If you're in the process of splitting up you can't take responsibility for his emotional well being nor he yours. You both need to find other outlets. It doesn't sound like he has yet.


----------



## Deejo (May 20, 2008)

Just be aware that you are complicit in the game. You two are in the 'limbo' phase of separation and divorce. You BOTH will stay there until you bring some finality to the situation.

You both may find someone else, but you won't be able to give any new relationship a healthy start ... if you're still married to someone else.

He's lonely, and blaming you for that is easy. It's also wrong.


----------



## Chris Taylor (Jul 22, 2010)

Get your stuff out of the house.

Make sure you put in a change of address at the post office.
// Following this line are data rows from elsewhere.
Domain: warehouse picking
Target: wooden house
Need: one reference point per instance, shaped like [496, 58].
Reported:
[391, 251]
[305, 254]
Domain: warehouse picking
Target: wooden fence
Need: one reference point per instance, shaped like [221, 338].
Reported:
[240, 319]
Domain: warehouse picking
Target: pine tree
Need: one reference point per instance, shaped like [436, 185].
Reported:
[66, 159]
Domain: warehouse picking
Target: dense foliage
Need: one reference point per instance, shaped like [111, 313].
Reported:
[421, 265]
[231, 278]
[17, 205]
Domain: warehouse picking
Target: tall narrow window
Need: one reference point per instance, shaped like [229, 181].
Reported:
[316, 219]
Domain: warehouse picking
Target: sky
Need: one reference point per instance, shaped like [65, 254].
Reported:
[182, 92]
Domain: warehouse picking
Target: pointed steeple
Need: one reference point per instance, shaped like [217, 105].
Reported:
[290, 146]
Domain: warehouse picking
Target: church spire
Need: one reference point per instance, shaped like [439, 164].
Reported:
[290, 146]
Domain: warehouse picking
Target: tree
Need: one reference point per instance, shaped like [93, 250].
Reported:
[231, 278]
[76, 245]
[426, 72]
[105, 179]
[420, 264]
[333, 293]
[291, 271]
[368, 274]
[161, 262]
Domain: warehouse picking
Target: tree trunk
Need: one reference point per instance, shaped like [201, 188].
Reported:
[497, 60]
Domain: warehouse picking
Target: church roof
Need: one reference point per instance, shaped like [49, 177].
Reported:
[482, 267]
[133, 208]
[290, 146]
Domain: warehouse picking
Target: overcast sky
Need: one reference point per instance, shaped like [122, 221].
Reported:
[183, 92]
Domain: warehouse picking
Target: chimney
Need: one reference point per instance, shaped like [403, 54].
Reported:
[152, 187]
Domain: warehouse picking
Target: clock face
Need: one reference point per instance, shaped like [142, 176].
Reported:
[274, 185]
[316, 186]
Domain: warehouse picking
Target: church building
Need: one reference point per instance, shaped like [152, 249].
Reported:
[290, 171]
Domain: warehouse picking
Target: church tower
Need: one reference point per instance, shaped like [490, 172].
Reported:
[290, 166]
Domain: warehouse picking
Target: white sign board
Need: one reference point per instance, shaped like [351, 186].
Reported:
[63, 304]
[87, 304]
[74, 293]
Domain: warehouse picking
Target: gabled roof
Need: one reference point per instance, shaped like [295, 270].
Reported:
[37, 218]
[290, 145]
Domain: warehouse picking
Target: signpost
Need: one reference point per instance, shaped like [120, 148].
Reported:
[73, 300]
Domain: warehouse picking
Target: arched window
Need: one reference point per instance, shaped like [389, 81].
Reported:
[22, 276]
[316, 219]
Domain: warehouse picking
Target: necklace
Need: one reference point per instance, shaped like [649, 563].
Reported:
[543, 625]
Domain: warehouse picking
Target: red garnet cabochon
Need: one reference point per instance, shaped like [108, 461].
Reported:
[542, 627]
Tell him that any mail sent there addressed to you should be marked "MOVED" and left out to be picked up.

End of contact, end of irritation on both sides.


----------



## ChiGirl (Jan 20, 2013)

Thanks guys!

I have been (I think) very easy to separate with- I don't call, text etc. He told me about moving on, and yet he called me 24hrs later telling me about work, and his family issues.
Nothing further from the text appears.